Here's how the judge explained it further:
“Plaintiffs allege monetary losses because customers are placing bets with DerbyWars rather than with Plaintiffs. Plaintiffs, however, fail to account for other reasons why customers may place wagers somewhere other than at a race track…Plaintiffs essentially assume, without adequate support, that customers who place bets on DerbyWars, or participate in fantasy sports betting in general, are the same customers who, but for the existence of fantasy sports betting websites, would have otherwise engaged in legal pari-mutuel gambling. This is not necessarily true.”
Opponents of fantasy-style gaming have claimed that sites like DerbyWars usurp the racing industry's product without directly contributing to its revenue stream. Proponents of fantasy racing have consistently framed the entry-fee based tournaments as a means to market the sport while growing interest and educating customers–and another section of Otero's order seems to agree with that assertion.
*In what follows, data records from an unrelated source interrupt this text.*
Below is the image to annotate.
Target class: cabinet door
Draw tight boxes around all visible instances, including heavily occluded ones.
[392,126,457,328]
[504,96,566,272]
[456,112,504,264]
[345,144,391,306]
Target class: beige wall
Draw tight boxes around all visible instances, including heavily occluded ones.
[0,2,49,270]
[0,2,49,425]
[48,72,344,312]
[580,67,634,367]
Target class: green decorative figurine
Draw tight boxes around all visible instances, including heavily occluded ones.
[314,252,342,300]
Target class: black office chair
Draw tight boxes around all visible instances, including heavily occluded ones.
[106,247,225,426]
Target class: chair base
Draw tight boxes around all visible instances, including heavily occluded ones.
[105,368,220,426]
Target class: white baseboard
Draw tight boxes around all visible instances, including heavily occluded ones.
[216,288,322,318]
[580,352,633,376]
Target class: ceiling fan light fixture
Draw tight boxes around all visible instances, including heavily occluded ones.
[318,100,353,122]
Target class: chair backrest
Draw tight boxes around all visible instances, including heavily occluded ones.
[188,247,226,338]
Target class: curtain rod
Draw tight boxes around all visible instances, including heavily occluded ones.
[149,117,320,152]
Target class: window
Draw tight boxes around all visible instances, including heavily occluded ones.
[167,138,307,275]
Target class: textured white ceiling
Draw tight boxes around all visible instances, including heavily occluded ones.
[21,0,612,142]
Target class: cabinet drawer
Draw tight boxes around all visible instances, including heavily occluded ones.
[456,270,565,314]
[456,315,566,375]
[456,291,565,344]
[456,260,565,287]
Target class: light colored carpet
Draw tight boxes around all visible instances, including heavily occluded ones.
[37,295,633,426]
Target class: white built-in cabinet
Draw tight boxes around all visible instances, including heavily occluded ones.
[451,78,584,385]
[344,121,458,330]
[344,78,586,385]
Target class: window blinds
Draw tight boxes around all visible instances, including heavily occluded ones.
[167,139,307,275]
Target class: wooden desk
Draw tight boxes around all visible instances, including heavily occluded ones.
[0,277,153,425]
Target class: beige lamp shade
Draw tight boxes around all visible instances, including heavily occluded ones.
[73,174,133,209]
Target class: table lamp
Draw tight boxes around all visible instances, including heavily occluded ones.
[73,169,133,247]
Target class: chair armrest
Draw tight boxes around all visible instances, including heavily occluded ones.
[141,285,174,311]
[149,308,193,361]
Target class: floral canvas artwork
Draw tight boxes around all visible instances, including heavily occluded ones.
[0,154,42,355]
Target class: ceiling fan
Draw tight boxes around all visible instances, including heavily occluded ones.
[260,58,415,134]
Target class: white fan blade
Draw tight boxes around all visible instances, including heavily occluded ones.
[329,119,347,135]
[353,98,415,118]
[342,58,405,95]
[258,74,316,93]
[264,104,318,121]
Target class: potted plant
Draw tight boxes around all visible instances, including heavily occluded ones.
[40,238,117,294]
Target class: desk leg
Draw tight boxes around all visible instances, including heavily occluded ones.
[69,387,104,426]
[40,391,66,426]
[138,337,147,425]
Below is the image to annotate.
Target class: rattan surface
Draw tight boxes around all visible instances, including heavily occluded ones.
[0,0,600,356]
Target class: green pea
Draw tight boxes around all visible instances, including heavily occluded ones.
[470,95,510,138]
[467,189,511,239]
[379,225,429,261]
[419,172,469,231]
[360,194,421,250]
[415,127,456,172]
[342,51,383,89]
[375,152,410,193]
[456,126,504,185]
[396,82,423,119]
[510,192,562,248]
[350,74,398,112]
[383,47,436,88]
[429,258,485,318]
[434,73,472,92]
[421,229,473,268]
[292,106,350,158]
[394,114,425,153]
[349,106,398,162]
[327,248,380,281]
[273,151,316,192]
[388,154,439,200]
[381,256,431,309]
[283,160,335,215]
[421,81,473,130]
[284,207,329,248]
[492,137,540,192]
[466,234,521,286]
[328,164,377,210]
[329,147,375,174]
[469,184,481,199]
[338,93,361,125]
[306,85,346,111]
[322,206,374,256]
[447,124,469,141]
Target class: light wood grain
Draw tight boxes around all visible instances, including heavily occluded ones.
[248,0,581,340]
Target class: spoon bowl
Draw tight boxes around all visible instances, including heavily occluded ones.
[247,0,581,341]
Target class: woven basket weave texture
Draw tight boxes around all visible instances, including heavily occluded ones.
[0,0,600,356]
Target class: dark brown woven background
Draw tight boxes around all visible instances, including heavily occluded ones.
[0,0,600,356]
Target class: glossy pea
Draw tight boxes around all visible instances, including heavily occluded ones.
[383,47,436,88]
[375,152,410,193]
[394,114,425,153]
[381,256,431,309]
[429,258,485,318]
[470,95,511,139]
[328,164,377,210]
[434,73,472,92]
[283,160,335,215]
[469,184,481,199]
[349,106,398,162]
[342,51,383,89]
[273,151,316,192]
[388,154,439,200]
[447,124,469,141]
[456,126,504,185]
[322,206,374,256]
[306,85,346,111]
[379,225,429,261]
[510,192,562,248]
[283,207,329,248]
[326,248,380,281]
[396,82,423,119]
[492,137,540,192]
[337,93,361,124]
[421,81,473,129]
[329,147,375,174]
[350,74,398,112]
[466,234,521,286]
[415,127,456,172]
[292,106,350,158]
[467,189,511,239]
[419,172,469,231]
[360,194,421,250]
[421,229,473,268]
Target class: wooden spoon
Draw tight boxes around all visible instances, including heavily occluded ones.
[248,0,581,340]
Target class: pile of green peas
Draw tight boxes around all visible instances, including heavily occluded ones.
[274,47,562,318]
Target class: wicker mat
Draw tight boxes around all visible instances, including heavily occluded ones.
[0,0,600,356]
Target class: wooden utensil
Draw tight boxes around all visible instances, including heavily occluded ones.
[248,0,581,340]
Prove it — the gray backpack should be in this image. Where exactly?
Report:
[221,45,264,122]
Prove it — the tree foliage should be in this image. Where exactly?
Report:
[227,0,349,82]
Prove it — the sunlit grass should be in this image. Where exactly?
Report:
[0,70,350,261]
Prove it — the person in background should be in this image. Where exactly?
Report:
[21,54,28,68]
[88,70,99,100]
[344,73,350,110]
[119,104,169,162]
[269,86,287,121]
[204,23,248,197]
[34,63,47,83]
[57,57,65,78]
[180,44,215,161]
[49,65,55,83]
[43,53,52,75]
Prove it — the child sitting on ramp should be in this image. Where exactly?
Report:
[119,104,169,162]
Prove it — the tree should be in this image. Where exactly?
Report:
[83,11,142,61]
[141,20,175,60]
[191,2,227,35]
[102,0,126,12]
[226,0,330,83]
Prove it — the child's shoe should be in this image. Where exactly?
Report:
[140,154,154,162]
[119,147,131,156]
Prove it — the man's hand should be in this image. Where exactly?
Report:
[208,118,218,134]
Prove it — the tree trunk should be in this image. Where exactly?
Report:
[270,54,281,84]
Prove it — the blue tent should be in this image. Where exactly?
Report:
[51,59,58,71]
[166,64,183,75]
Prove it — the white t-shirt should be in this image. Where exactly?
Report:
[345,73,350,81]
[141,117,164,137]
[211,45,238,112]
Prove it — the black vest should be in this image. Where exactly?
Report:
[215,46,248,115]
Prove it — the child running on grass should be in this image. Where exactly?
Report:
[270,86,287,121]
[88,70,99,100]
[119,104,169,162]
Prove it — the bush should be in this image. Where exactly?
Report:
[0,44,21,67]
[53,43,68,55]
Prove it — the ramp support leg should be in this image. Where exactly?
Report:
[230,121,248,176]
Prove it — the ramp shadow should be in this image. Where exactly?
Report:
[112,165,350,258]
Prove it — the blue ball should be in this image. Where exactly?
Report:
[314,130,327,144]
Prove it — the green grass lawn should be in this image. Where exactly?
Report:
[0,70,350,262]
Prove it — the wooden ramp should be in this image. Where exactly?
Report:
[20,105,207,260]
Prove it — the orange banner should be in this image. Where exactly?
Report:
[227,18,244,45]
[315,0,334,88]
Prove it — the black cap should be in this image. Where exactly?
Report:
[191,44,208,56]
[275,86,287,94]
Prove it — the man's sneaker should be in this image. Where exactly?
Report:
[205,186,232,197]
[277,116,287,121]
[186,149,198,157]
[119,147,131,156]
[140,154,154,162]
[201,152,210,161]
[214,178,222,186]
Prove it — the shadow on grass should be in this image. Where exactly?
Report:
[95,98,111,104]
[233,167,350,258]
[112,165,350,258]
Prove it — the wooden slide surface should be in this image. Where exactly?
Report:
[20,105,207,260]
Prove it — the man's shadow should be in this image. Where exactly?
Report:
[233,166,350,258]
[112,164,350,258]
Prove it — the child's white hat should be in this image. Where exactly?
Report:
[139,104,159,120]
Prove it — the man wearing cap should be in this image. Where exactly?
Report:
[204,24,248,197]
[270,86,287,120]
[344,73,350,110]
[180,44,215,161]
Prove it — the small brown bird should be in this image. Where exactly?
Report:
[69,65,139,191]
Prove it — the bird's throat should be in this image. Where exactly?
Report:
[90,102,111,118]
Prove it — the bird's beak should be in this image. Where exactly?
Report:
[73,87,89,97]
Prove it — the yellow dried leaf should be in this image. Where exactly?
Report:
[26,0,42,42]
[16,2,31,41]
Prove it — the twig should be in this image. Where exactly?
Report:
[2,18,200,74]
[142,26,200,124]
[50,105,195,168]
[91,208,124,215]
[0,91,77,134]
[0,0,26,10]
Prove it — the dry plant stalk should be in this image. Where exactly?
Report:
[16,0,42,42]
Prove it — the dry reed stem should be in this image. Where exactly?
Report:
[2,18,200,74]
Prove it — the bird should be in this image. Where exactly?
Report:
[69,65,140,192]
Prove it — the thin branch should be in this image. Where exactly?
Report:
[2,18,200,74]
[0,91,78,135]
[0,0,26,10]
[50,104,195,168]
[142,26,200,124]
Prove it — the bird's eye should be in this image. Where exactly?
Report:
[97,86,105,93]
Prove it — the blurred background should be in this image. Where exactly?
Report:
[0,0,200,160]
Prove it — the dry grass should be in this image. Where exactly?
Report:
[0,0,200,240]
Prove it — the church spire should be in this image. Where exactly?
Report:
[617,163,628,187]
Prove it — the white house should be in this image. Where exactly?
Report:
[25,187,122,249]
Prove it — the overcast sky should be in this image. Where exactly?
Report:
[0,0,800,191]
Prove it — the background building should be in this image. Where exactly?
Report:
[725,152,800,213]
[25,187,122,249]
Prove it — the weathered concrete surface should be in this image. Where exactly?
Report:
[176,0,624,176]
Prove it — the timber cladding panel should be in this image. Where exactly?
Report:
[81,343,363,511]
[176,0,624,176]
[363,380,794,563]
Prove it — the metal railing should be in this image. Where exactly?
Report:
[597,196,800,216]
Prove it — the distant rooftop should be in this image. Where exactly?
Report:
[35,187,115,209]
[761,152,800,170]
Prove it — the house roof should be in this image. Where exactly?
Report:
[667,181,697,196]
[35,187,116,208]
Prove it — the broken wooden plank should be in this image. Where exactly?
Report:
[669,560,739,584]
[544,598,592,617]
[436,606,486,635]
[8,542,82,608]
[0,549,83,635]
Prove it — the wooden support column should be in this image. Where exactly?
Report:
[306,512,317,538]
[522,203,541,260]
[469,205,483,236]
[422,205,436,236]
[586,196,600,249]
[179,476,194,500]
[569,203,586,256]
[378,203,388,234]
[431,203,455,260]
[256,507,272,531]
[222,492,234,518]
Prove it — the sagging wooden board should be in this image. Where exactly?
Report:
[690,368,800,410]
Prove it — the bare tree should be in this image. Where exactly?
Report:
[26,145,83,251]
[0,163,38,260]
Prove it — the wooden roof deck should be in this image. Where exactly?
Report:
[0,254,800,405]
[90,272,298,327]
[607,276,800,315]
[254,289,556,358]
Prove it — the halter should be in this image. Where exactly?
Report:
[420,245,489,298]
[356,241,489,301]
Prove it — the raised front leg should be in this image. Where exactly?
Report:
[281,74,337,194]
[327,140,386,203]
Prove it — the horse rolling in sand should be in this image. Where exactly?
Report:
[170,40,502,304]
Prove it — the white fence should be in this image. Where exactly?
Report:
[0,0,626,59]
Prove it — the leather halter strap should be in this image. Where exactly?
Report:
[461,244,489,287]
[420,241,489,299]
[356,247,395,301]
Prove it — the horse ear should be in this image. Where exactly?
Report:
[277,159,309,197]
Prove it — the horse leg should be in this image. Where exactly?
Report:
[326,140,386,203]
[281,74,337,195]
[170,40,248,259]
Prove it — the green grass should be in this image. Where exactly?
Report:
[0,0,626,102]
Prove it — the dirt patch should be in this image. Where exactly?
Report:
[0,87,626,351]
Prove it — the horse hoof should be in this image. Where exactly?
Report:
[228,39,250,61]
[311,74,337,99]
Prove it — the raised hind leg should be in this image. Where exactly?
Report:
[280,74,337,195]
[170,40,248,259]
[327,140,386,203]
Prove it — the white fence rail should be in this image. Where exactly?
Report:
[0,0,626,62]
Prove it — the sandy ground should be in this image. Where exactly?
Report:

“Without more information in the Complaint, it is even possible that fantasy sports betting even expands the horse race betting customer base, by promoting interest in the sport,” Otero wrote. “This, in turn, would benefit Plaintiffs.”
Like with most complex civil lawsuits, simultaneous negotiations have been ongoing to try to reach some sort of agreement before a final ruling is imposed by the court. But Midland and Daruty both acknowledged discussions have quieted of late.
“We are still talking. It's been a couple weeks. But we've made it very clear we are willing to contribute to all racetracks,” Midland said.
“We talked about going forward, a structure for how much they would pay for the signals,” Daruty said. “But those [talks] have not concluded because they basically didn't want to pay anything for any of the past damages.”
Daruty continued: “Ultimately, we're going to pursue this until the court says we're right. And if the court says we're wrong, then we'll have to rethink a lot of things about our business, because it might be possible to start a wagering operation without paying any racetracks or horsemen any money. And that's obviously a big problem.”